-3

How can I reach the following webpage using Python Requests?

https://www.fidelity.com.hk/investor/en/fund-prices-performance/fund-price-details/factsheet-historical-nav-dividends.page?FundId=10306

enter image description here

The page is forwarded until I click the 2 "Accept" buttons.

enter image description here

This is what I do:

import requests
s = requests.Session()
r = s.post("https://www.fidelity.com.hk/investor/en/important-notice.page?submit=true&componentID=1298599783876")
r = s.get("https://www.fidelity.com.hk/investor/en/fund-prices-performance/fund-price-details/factsheet-historical-nav-dividends.page?&FundId=10306")

How do I handle the first "Accept" button, I have checked there is a cookie called "Accepted", am I correct?:

<a id="terms_use_accept" class="btn btn-default standard-btn smallBtn" title="Accept" href="javascript:void(0);">Accept</a>
Terence Ng
  • 442
  • 2
  • 8
  • 19
  • 1
    Why do you need to deal with that?

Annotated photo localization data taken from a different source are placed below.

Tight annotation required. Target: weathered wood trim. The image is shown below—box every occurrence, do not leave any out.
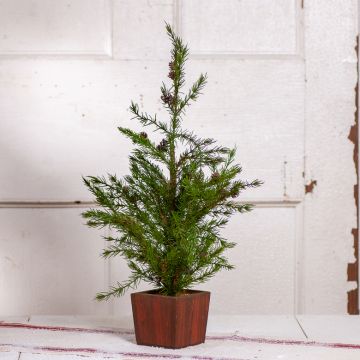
[347,34,360,315]
[0,199,302,209]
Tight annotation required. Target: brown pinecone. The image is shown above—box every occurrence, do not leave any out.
[129,194,138,203]
[139,131,148,139]
[168,70,175,80]
[157,139,168,151]
[220,188,227,198]
[169,62,174,70]
[161,93,174,105]
[211,172,220,181]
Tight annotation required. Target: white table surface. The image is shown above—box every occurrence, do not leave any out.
[0,315,359,359]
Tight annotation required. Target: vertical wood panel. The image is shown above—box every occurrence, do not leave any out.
[112,0,173,60]
[0,209,108,315]
[180,0,299,55]
[0,0,112,55]
[0,59,303,201]
[111,207,298,316]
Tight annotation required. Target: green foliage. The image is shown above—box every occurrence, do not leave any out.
[82,24,262,300]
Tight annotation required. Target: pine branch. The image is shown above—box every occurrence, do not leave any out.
[178,73,207,114]
[118,127,169,164]
[96,275,141,301]
[130,101,169,134]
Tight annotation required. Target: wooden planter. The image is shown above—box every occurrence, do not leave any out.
[131,290,210,349]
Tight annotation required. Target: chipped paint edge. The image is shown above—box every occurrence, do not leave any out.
[347,34,360,315]
[304,180,317,194]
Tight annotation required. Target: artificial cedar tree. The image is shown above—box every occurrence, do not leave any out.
[82,24,262,300]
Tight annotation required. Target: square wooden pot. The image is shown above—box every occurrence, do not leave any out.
[131,289,210,349]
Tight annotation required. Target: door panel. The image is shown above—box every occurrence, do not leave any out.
[0,0,357,315]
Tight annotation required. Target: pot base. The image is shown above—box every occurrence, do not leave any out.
[131,289,210,349]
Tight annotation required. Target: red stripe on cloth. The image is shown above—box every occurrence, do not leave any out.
[1,321,360,350]
[0,343,243,360]
[207,334,360,349]
[0,321,132,335]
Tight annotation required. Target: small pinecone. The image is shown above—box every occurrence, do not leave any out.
[211,172,220,181]
[168,62,174,70]
[157,139,168,151]
[220,188,227,198]
[161,93,174,106]
[139,131,148,139]
[128,193,137,203]
[168,70,175,80]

You can still se the HTML code "behind" that pop-up. – cdonts Mar 07 '15 at 03:42
  • @cdonts I have to click the 2 "Accept" buttons to forward to the page of historical fund price. – Terence Ng Mar 08 '15 at 04:13
  • Why don't you use the URL of the prices page instead of the one above? – cdonts Mar 08 '15 at 14:43
  • @cdonts I suppose I am using the URL of the prices page already. Please correct it if I am wrong! – Terence Ng Mar 08 '15 at 22:59
  • There are no direct modules to scrap dynamic web pages. Either u should use ghost or selenium. http://stackoverflow.com/questions/13287490/is-there-a-way-to-use-phantomjs-in-python . If not in python, phantomjs helps you. – Murali Mopuru Mar 10 '15 at 12:58

3 Answers3

1

First of all, requests is not a browser and there is no JavaScript engine built-in.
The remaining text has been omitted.